Stacking the odds

Thursday, 5 November, 2009 - 00:00

ONE of the biggest risks faced by companies testing new opportunities is the extent to which they commit management resources to the task.

Too little or too great a commitment and the end result is inevitably an expensive mistake.

Such is the challenge faced by many Western Australian companies keen to cash in on the next wave of the boom by servicing the ever-more-sophisticated requirements of the multinational resources giants.

But one Perth human resources consultancy is offering an alternative that promises to take the strain off companies and help them over the hump of the transition period.

Interim management, or executive leasing as it is known overseas, is what its name suggests.

Instead of a company having to make an all-or-nothing gamble on how to pursue an opportunity, they not only receive the strategic advice on how to pursue their goal, but are provided a skilled project management team to implement the strategy.

Once momentum has been established, management of the specific project or business objective can be handed back to a full-time permanent team. Although the approach has been in use overseas and the east coast for many years, it has never been offered in a meaningful way in WA.

Thirdman Interim principal Damon Hurst said the model was perfectly suited to WA’s project-based economy, especially given the number of relatively small services groups tendering to the multinationals.

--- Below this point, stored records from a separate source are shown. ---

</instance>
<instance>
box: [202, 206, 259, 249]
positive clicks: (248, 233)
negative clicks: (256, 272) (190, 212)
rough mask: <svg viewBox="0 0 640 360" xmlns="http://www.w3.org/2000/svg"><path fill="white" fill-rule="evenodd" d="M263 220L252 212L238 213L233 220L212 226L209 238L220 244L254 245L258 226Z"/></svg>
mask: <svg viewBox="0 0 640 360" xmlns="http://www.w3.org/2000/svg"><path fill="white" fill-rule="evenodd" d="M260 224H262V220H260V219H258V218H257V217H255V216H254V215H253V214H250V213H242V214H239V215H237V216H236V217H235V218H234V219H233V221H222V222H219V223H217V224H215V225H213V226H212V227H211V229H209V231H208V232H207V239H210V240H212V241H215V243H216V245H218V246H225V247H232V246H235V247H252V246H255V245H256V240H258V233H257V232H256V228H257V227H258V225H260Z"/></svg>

“WA is pretty much an hourglass economy in that you’ve got these growing mining services groups who are servicing these massive corporations ... and are finding that their processes have to become quite sophisticated for a business of their scale,” he said.

“We start by offering immediate solutions to urgent operational issues.”

Mr Hurst said interim management was a “total risk management tool” which provided the structures and procedures needed to move forward permanently, fix an operational problem or simply take advantage of one-off opportunities.

Thirdman’s approach also enabled it to tap into the growing global pool of senior professionals seeking challenging non-permanent roles that better fit their lifestyle choices, he said.